# Unaccredited Seminary Degrees



## TheocraticMonarchist

I know, the title of this thread probably doesn’t sound too exciting, but it has been a topic of consideration of mine for the past week or so. While carefully weighing my responsibility to be a good steward of my finances, especially being married, along with my responsibility to pursue a solid biblical education in preparation for ministry, I realized that a degree from a non-regionally accredited ministry training school might be a good option. For example, for the tuition cost of a SBTS discounted M.Div degree I could more than pay the tuition costs for the M.Div, Th.M, and D.min degrees from the below listed institutions. 

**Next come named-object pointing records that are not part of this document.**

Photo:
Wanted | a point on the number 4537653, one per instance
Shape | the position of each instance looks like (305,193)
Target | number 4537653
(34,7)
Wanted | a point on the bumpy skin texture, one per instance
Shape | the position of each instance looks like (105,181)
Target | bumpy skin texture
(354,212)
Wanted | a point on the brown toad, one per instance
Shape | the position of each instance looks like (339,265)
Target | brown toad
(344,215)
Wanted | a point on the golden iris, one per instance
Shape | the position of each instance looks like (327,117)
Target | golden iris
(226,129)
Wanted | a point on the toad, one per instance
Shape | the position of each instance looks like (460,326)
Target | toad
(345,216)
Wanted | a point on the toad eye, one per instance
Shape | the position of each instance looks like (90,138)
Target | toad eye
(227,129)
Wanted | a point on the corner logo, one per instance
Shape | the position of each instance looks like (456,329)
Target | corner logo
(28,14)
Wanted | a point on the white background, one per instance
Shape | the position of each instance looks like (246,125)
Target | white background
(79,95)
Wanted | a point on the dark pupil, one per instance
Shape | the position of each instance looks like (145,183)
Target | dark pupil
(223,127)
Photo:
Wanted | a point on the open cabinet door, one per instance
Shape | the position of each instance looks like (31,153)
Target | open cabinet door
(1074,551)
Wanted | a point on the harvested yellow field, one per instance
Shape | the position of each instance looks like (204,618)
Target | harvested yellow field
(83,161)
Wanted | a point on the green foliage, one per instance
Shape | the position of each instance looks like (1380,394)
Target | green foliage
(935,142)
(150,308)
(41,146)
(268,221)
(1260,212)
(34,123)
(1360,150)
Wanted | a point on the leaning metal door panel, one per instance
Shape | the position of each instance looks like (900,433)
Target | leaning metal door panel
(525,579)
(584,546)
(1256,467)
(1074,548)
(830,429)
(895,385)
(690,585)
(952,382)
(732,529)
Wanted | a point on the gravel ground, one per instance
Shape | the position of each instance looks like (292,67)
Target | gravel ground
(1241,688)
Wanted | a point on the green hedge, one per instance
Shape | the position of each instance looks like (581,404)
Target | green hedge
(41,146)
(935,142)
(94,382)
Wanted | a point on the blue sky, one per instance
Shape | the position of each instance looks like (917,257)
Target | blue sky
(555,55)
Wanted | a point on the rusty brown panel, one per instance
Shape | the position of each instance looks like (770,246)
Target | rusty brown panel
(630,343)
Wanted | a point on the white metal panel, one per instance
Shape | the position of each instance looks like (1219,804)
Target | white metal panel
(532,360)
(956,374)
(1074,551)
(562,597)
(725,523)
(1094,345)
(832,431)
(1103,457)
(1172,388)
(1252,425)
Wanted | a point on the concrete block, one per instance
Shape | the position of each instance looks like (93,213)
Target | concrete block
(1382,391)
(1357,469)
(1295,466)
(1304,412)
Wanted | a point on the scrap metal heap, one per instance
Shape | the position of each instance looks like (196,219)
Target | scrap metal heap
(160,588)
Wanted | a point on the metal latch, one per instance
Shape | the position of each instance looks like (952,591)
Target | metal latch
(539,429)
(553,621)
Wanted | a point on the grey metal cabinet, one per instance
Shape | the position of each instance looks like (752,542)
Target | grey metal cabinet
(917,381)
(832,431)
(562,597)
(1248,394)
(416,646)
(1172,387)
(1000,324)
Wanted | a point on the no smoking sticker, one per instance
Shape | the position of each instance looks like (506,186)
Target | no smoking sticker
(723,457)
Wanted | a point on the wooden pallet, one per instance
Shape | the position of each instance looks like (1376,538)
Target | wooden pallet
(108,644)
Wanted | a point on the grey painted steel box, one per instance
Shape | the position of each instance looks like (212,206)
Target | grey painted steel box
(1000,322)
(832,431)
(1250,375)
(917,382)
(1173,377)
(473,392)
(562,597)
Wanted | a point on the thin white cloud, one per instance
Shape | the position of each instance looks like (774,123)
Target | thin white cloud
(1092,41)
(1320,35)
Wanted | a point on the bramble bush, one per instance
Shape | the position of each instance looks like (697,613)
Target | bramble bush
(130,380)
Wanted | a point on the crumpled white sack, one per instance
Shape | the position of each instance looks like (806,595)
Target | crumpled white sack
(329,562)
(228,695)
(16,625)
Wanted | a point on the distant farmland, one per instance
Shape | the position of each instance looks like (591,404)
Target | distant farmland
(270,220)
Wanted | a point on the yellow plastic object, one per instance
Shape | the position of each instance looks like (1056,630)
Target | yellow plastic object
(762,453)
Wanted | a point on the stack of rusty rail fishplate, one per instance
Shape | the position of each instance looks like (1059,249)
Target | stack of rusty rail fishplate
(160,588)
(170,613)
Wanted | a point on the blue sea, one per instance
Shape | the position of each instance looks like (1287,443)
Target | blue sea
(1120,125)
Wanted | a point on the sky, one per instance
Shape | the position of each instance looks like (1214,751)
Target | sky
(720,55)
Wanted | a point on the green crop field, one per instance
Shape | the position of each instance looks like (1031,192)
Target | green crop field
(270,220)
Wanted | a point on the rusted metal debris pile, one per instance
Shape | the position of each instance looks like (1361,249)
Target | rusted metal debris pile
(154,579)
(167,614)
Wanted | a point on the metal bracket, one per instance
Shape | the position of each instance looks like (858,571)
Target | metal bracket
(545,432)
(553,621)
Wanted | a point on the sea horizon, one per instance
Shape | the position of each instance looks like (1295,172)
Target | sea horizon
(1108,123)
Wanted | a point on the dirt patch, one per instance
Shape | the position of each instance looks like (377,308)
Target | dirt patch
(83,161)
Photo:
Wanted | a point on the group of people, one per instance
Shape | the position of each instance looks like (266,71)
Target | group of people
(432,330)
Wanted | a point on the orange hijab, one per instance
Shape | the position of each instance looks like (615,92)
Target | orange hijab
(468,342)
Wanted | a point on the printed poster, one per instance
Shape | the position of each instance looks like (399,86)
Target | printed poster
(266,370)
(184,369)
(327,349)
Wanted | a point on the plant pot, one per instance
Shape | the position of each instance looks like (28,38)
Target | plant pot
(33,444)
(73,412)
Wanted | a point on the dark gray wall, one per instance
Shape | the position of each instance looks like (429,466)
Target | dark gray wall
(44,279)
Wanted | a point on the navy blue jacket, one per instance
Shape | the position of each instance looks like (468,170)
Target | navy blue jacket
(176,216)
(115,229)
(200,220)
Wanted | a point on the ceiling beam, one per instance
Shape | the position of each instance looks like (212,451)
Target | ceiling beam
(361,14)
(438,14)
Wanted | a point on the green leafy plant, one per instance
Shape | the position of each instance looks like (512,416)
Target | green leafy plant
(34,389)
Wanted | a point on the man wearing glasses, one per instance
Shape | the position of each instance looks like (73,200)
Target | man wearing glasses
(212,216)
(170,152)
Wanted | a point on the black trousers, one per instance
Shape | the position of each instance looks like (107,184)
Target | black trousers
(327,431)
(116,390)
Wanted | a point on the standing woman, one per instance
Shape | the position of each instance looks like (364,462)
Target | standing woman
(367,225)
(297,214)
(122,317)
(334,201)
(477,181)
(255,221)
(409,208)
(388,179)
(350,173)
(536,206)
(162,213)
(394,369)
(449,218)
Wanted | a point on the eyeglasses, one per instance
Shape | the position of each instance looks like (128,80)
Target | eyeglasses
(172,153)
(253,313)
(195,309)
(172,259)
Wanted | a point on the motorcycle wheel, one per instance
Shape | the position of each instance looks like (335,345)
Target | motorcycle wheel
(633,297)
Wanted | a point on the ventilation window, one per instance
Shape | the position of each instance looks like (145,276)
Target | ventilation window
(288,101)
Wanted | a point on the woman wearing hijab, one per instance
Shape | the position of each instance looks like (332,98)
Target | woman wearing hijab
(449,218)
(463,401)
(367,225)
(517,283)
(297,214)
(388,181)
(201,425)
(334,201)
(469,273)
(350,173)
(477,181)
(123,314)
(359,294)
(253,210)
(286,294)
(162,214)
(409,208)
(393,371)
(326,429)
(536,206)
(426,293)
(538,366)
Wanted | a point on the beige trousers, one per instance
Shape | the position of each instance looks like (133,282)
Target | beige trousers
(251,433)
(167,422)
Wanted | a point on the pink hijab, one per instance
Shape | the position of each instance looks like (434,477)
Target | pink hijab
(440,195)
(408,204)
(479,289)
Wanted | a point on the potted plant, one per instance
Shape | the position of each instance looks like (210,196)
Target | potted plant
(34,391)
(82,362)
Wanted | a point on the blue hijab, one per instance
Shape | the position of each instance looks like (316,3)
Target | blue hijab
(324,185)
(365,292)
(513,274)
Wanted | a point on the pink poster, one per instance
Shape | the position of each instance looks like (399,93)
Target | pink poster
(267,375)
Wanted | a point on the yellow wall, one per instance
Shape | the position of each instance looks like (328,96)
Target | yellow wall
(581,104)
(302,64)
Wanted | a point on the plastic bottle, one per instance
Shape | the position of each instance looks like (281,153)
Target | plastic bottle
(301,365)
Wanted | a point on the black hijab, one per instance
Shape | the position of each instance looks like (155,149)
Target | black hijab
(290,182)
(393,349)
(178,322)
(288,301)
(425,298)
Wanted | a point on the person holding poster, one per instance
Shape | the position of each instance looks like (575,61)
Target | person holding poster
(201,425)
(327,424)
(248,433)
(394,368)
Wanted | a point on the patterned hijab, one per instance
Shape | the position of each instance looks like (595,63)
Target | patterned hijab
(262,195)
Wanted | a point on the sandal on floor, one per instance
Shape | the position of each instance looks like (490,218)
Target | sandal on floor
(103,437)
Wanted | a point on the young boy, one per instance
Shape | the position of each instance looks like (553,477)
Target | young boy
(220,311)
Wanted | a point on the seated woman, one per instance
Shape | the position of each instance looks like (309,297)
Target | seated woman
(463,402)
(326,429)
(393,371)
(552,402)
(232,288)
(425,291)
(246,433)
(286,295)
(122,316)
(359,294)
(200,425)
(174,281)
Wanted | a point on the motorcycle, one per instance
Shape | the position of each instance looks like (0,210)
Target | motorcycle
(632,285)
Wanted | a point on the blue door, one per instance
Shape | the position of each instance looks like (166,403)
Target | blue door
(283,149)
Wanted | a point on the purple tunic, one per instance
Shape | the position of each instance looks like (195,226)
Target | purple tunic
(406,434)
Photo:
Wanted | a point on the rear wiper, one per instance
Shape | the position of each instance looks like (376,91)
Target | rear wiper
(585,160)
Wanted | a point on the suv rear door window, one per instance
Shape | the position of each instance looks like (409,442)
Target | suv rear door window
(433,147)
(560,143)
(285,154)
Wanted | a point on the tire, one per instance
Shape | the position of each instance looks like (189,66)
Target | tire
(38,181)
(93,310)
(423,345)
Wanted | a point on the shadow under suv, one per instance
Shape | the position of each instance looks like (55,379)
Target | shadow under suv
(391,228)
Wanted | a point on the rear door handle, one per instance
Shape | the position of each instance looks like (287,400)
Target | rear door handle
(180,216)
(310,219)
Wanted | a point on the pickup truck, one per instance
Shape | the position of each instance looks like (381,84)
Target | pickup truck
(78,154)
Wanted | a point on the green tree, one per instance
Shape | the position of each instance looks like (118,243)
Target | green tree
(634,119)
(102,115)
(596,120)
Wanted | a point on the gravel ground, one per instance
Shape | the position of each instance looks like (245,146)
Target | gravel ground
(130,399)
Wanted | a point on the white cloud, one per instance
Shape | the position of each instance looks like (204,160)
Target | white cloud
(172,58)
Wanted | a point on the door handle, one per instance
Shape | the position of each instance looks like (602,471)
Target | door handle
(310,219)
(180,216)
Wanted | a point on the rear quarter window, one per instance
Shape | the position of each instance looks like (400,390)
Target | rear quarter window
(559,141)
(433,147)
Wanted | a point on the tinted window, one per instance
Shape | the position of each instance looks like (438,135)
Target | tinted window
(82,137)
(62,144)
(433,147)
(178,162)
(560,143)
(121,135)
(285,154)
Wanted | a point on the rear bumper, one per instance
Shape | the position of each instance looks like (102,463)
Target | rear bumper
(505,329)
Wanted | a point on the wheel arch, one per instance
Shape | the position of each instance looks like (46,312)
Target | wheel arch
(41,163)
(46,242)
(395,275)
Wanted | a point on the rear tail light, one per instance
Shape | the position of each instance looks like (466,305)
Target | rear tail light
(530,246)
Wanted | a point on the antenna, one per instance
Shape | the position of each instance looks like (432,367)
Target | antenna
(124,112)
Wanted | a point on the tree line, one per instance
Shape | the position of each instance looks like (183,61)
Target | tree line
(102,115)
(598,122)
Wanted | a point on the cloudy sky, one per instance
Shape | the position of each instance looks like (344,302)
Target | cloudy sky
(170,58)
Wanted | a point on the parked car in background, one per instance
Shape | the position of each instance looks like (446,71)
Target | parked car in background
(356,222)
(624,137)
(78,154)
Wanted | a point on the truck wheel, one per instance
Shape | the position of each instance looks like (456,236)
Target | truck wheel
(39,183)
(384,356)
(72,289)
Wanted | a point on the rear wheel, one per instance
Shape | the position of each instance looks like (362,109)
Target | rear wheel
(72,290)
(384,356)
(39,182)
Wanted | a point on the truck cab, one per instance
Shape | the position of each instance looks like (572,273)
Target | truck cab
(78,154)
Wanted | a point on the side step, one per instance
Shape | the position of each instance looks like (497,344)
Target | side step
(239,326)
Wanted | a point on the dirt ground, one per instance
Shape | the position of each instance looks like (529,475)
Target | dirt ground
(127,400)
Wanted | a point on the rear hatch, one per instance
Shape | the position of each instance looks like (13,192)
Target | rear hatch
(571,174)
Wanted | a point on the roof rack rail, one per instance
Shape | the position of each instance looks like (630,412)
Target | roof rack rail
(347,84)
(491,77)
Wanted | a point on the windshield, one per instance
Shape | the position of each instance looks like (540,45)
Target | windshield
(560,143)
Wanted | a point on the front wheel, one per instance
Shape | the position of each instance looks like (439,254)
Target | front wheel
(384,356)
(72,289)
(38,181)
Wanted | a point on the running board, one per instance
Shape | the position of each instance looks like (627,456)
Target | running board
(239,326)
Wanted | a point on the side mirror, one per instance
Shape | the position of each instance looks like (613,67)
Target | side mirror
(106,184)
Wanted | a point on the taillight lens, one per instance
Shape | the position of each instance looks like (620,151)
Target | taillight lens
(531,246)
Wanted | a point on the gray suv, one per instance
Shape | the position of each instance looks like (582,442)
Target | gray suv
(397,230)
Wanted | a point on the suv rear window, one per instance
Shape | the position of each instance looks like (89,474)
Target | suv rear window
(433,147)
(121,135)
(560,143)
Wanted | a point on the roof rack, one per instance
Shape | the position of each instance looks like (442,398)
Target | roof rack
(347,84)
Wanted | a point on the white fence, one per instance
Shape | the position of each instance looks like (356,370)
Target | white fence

I primarily feel called to the pastorate. The low cost of unaccredited ministry training schools is appealing, especially since I desire to be well educated and a good steward of the finances that God has given me. With all this being said, what are your opinions on the below listed schools? Do they provide a solid biblical education? What is the general attitude of the church towards unaccredited ministry degrees? What hurdles would I face in ministry with an unaccredited degree that I would not face with a regionally accredited ministry degree?

My primary concern is to serve Christ, his church, and my family well. 

Reformed International Theological Seminary:

HOME | Reformation International Schools 

Reformed Baptist Seminary:

Reformed Baptist Seminary 

Whitefield Theological Seminary:

Whitefield Theological Seminary - Home


----------



## seajayrice

Whitefield is unaccredited?


----------



## TheocraticMonarchist

seajayrice said:


> Whitefield is unaccredited?


 
It's not regionally accredited by an agency associated with the U.S. government, so basically no.


----------



## seajayrice

I guess accreditation is in the eye of the beholder. If you run in reformed circles, how can you go wrong with Whitefield?


----------



## Covenant Joel

It depends on several things: 

(1) What do you want to do with the degree? You mention that you want to pastor. In the SBC, I assume? Have you talked to SBC pastors/others who can give you an idea as to whether you could be ordained as a pastor with a degree from those institutions? You don't want to get into a situation where you degree won't get you where you need to go. 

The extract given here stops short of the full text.